I didn't think it was a difficult question. What do you have for breakfast? It's one of those traditional little questions for English language learners.

Now Maggie often guffaws at those adverts on the telly for beauty products. You know the ones, 83% of all women think that our wonder cream reduced their wrinkles in just seven days. She is sniggering at the low sample given in small print at the bottom of the screen - from a sample of 86 women.

My sample is even lower but earlier this week in a conversation class I asked a group of beginners what they had for breakfast. It isn't the first time I've asked the question and so I wasn't surprised that people drank milk, ate biscuits or considered that pouring Nesquik type flavoured milk on their cereals constituted both food and drink. The next day I used the same question about breakfast instead of the more usual question about what they had done the day before, over the weekend or some such. The difference was that the second time I asked the question it was to a much more advanced group of learners who were well able to articulate their views. I was surprised at the confusion the question generated. To satisfy my curiosity I've managed to work the topic into nearly every conversation class I've given this week.

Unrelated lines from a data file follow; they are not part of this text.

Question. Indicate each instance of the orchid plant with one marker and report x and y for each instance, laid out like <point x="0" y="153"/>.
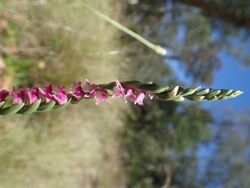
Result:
<point x="37" y="99"/>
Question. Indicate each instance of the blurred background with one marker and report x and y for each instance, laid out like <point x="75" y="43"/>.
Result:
<point x="158" y="145"/>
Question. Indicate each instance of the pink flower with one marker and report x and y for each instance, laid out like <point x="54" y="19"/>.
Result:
<point x="33" y="95"/>
<point x="130" y="96"/>
<point x="89" y="89"/>
<point x="60" y="96"/>
<point x="140" y="98"/>
<point x="118" y="90"/>
<point x="18" y="96"/>
<point x="47" y="93"/>
<point x="3" y="95"/>
<point x="100" y="95"/>
<point x="78" y="93"/>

For most of my life breakfast has been a pretty solitary affair so it could be me who is out of step. Nonetheless, from the times that I've shared breakfast time with other people, from watching the telly, from going to the pictures and seeing how Americans do it I think I can safely say that the Anglo idea of breakfast is that you get up and shortly afterwards you eat breakfast. I'm aware that lots of people skip breakfast too.

What we eat varies a lot. I usually have toast or cereal, occasionally eggs and, if I have the time and inclination, I may go for some variation on a full English with bacon, eggs, sausage etc. I know that Spaniards sometimes have cakes or biscuits and that in this region having grated tomato and oil on toast is commonplace. Americans include waffles and pancakes as a part of their breakfast choice and I love those spicy Mexican scrambled eggs. In Poland I ate cold meats with bread, I know what a French continental breakfast is and fruit and yoghurt seem normal enough too. All different but all variations on a theme. And of course, breakfast wouldn't be breakfast without a drink - I'm a tea and juice man myself but I have no quarrel with coffee or even a glass of milk as accompaniment.

The problem though was that the question wasn't straightforward for many of my students. Their view of what constituted breakfast was quite different from mine from which I can only surmise that the Spanish view of breakfast is different to an English one. Despite my years here it was something that I had failed to appreciate. The majority told me that they had breakfast at ten or eleven. I was reduced to breaking the word - in Spanish and English - into its components, the idea of ending the overnight fast. I had to explain that, for us, the mid morning break, the coffee break, elevenses, is not breakfast. They thought my view of breakfast was very rigid.

In a sample of one white haired late 50s English bloke 100% of respondents were absolutely certain that breakfast is a part of the ritual of starting the day and not a late morning snack.